The self-adhering flowable composite holds great potential with respect to saving chair time and minimizing handling errors. The advantages for pediatric dentistry are reducing operative procedures, minimizing the technical sensitivity, simultaneous demineralization and resin infiltration as well as in reducing postoperative complaints like pain (16).

The use of flowable restorative systems in dentistry has increased because of their beneficial properties, such as low viscosity, low modulus elasticity and ease of handling (13). For the restoration of cavities in high load bearing areas, the use of flowable composite resins are recommended only for cavity lining but flowable composites has been proposed for the restoration of small-sized cavities, while the occlusal forces are resisted by the residual tooth structure (2).
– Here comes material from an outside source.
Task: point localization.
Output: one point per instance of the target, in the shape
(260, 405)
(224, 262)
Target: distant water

Various methods were designed for clinical evaluation of restorations (17,18). Among them, modified United States Public Health Service (USPHS) criteria has been used the most widely with various modified forms to determine the clinical performance of dental restorations (14,19,20,21). In this study modified USPHS criteria was used which is a longestablished method used in clinical trials. In between the two materials there were no difference for the criteria’s ‘retention’, ‘color match’, ‘marginal discoloration’, ‘secondary caries’, ‘wear’, ‘marginal adaptation’ and ‘postoperative sensitivity’ in the first, third, sixth months and the first year.
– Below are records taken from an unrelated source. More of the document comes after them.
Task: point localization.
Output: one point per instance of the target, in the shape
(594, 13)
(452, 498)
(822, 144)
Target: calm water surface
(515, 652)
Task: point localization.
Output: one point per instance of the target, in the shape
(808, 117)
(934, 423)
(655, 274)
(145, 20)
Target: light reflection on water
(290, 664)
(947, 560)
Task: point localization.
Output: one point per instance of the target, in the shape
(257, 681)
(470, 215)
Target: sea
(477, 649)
There were limited studies about self-adhering flowable composite resin. Pacifici et al. (22) had concluded that occlusal cavities, restored with self-adhering flowable composite resin, provided satisfactory sealing ability despite the relatively low bond strength recorded on enamel and dentin. The results of the study by Tuloğlu et al. (23) showed that, the self-adhering flowable composite resin has lower bond strength values than conventional flowable resin composite for both primary and permanent dentin. They suggested that the use of a bonding agent significantly increased the shear bond strength values of self-adhering flowable composite resin to both permanent and primary tooth dentin. Selfadhering flowable composite resin established similar bond strength values as glass ionomer cements on primary dentin (24). Although VF resulted in lower bond strengths values on either dental substrate, better marginal sealing ability was visualized in comparison with all-in-one adhesive systems (2,25). Recent studies showed similar successful results of clinical usage of self-adhesive flowable restorative materials in primary dentition (26,27).
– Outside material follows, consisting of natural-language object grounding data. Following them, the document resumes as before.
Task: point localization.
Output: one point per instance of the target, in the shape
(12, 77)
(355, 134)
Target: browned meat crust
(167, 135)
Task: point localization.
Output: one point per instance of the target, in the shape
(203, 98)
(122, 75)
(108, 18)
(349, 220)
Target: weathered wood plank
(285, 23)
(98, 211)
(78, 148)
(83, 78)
The preservation of primary teeth is important for the management of the developing dentition until normal exfoliation takes place. Restorations of primary teeth are usually performed using composite resin, compomer or glass ionomer and needs to be durable. For the clinical success of composite resin restoration an effective bond between dental materials and tooth substrates is critical (28). Pediatric restorative dentistry is a dynamic area with rapid development of technology and new materials. Among the materials used in the pediatric dental restorations, self-adhering flowable composite resin, with its clinical handling properties and the ability of reducing the time on dental unit, has different advantages during dental treatment.

Conclusion

Clinical assessment of self-adhering flowable composite exhibited good clinical results with predominating alpha scores after 1 year in this study. The findings of this clinical study suggest that self-adhering flowable composite resin can be used successfully in occlusal cavities of primary teeth. The advantage of the application convenience for children is promising for self-adhered flowable composite materials in pediatric use.